I think you're putting the cart before the horse. At 8 years old, he has a lot to learn before getting to the TMI part of your post. Have you discussed his underwear with the doctor? Have you studied physical development at all?
Just to give you an idea, sex ed wasn't taught in our school until 6th grade. Sure, you can teach your child at home, but you don't need to talking about what masturbation is to an 8 year old. If they are messing with their genitals, you tell them "We don't do that in public - go to the bathroom." You don't tell them more than they are developmentally ready to understand. They ARE ready to understand that they don't touch their genitals in public. And it's boring in the bathroom, so they won't stay in there long and will find something else to do that isn't associated with their genitals.
There are plenty of parents who don't tell their children everything they need to know. They get them books. The librarian can give you ideas of good books FOR THEIR AGE. The books offer good starting points for discussion.
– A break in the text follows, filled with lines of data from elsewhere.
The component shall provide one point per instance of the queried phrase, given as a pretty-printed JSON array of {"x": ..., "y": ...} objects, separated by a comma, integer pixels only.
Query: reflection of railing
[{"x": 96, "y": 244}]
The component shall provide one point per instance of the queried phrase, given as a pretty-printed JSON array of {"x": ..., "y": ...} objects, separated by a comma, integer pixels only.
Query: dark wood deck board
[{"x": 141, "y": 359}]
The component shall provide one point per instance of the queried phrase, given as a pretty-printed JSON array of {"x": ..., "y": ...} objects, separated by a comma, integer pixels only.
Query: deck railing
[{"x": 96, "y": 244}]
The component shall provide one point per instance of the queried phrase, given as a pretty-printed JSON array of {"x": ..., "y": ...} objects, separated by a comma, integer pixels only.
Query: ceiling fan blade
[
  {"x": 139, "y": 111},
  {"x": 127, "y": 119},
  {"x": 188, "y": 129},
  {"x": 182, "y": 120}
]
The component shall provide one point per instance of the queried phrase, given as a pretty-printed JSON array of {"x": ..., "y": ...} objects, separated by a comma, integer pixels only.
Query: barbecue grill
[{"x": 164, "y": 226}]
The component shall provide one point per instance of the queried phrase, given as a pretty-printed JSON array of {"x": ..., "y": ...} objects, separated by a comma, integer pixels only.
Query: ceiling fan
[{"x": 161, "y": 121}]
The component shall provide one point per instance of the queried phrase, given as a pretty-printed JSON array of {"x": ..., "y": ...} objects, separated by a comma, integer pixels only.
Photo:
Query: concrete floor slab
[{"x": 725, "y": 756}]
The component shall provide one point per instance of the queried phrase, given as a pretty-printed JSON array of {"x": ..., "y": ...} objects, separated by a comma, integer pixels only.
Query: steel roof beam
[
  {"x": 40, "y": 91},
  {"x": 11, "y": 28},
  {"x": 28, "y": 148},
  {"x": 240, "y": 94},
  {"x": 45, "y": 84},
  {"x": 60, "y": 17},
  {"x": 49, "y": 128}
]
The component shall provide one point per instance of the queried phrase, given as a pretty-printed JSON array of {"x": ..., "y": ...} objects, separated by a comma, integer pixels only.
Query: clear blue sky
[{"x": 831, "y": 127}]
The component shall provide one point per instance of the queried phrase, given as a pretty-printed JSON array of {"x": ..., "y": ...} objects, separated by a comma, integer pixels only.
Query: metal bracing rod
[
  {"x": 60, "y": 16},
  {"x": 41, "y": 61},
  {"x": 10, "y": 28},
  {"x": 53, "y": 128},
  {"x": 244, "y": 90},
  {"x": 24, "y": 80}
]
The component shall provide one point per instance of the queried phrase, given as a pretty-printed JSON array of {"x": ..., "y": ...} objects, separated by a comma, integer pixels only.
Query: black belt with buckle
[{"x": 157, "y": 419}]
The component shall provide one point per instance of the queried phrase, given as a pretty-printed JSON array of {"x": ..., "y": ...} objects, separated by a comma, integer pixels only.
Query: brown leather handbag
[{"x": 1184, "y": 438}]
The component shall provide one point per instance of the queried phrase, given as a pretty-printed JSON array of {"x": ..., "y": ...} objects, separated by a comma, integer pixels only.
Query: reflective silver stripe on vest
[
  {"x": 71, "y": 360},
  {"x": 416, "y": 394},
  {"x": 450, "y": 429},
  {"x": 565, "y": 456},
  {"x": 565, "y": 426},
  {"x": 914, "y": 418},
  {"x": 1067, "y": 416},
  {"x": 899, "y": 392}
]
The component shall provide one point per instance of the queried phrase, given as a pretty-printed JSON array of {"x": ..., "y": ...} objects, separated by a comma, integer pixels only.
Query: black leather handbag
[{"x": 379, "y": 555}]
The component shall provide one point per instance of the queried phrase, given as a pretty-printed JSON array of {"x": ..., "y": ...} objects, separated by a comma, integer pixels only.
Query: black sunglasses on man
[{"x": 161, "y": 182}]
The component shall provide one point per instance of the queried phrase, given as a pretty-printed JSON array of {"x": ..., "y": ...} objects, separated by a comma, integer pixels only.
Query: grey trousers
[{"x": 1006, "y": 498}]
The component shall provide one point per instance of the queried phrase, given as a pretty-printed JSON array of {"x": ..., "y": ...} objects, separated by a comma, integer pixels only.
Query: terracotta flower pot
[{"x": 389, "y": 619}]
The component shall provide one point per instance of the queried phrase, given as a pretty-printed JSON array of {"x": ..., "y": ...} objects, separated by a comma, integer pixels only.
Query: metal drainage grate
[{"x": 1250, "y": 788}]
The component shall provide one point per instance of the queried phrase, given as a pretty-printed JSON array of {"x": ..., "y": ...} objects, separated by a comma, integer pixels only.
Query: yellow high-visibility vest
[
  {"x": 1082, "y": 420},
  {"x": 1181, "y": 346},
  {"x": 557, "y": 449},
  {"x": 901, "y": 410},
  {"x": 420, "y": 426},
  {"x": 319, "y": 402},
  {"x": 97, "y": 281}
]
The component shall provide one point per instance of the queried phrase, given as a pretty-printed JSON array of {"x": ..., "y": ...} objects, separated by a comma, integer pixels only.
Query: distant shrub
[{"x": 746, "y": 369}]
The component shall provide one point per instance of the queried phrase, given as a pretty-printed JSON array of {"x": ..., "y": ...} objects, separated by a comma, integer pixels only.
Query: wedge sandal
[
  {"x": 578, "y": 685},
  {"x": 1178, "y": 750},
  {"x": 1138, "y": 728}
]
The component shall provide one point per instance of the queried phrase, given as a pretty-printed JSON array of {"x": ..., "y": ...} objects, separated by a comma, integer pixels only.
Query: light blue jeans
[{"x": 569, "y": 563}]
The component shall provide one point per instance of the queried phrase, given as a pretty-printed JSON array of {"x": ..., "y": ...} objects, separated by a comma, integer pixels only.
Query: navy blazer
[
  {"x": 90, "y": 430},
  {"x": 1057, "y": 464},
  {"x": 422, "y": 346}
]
All you have to do is read the books before giving them to your child. Then you have the vocabulary. What's so hard about that? You may have to learn the sign language for that, but that's part of you learning to talk to your son and your job - learning to sign.
If he's becoming withdrawn, it's not about your lack of sex ed. Stop worrying about the sex ed and learn to communicate overall with your son. Find a support group and talk to your ped about who you can work with.